Mixed Seafood (Crab) Cakes
Salt Lake City Showroom, Cathie Mooers
I love this recipe, I received it from a friend and I have reworked it a bit. I use this recipe for special events at Kimball. I have made it for 16 people to 500 people. I have received raved reviews and I hope you enjoy it as much as we have.
1 pound crab meat (quality canned crab works best)
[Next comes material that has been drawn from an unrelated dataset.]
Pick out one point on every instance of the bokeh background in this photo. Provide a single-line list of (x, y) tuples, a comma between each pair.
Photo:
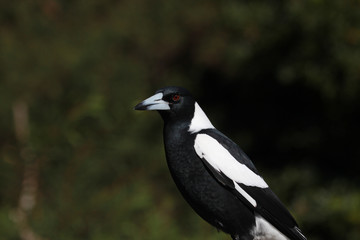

1 pound rock shrimp, chopped (frozen)
1 pound scallops, chopped
1 pound salmon filet, chopped
1 cup mayonnaise
1 egg
½ cup minced red bell pepper
½ cup minced scallion (green onion)
1 cup minced cilantro
1½ tablespoons dry mustard
1½ tablespoons dijon mustard
½ tablespoon cayenne pepper or Emeril's Essence
1 teaspoon ground pepper
1 tablespoon Tabasco
salt to taste
6 cups Panko (Japanese) bread crumbs
Combine all ingredients except breadcrumbs. Add 2 cups of breadcrumbs
And let rest in refrigerator to absorb liquid. Form into 3”x1” disks or 1 1/2" x 1/2" for an appetizer and then coat with remaining bread crumbs. If using for a party and want to make ahead 1 day, coat with remaining Panko when sauteing, otherwise they won't crisp or brown as well.
Fry in a skillet on medium heat with a 1 to 1 mixture butter and olive oil for a few minutes on each side or until golden brown and crispy.
I recommend serving with Cucumber Tarter Sauce. I like a little kick to it , if do too, add a little yogurt to the sauce to cool the heat of the seafood cake down. the combination is fabulous!!!!!!.